Soviet anti-satllite test target satellite

Kosmos 394 (Космос 394 meaning Cosmos 394), also known as DS-P1-M No.2 is a satellite which was used to demonstrate technology for future satellites which would be used as targets for tests of anti-satellite weapons. It was launched by the Soviet Union in 1971 as part of the Dnepropetrovsk Sputnik programme. Following the completion of testing it was intercepted and destroyed by Kosmos 397 on 25 February.

== Launch ==
It was launched aboard a Kosmos-3M carrier rocket, from Site 132/1 at the Plesetsk Cosmodrome.
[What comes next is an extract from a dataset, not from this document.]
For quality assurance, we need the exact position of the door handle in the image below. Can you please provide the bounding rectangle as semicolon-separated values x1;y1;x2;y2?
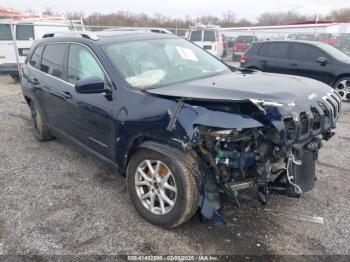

The launch occurred at 18:48:48 UTC on 9 February 1971.

== Orbit ==
Kosmos 394 was placed into a low Earth orbit with a perigee of 522 km, an apogee of 552 km, 65.8 degrees of inclination, and an orbital period of 95.4 minutes. As of 2009, debris from its destruction is still in orbit.

Kosmos 394 was the second of the five original DS-P1-M satellites to be launched, and the first to successfully reach orbit. The three subsequent launches were all successful, before the satellite was replaced with a derivative, Lira. DS-P1-M and Lira satellites were used as targets for the Istrebitel Sputnikov programme.